I carried a 2AA Mini MagLite all over western Europe, through lots of secure zones in places like the Louvre, and no one ever looked twice at it. It's a flashlight: a useful item to have if the power goes out and you have to find your way out. Even had someone demanded to hold it while I was inside, it's not an expensive piece of kit like some of the "tactical" pens that folks are buying.

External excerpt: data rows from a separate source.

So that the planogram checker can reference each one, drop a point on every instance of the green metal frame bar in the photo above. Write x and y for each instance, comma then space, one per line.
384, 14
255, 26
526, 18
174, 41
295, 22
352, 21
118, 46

These same places probably would have stopped me for the smallest of the Swiss Army knives. :confused:

The other stick substitute to travel with is a cane. Much of the western world is now so PC that it may actually be illegal for them to ask about it! ;)

All my best,
Dirty Bob

JimStC
July 5, 2012, 08:07 PM
...........

Owen Sparks
July 5, 2012, 11:08 PM
You are good to go anyway Jim.

You do not need a prescription, a written excuse from a doctor or even a good reason to carry a cane. Whatever the reason it is CONFIDENTIAL MEDICAL INFORMATION and by law no one can inquire into the reason for your "disability" nor can they discriminate against you for carrying a walking cane anymore than they could if it were a wheel chair. They must accomidate you under the Americans with Disabilities Act (ADA).

Nematocyst
July 5, 2012, 11:29 PM
Jim, since you're into Randall knives,
let me guide you to a better stick (http://www.youtube.com/watch?v=fcH0ww_Jbfg). :scrutiny:

Ogreon
July 5, 2012, 11:33 PM
An Asp is a purpose built weapon that shows premeditation. A pool cue serves another function. If heaven forbid I did get have to use it the cue as a weapon, it would appear that I used it spontaneously without malice of forethought because I just happened to have it in my hand and was on the way to the pool hall when I was attacked. BTW, it stays on the front seat of my car all the time as I am always on the way to the pool hall.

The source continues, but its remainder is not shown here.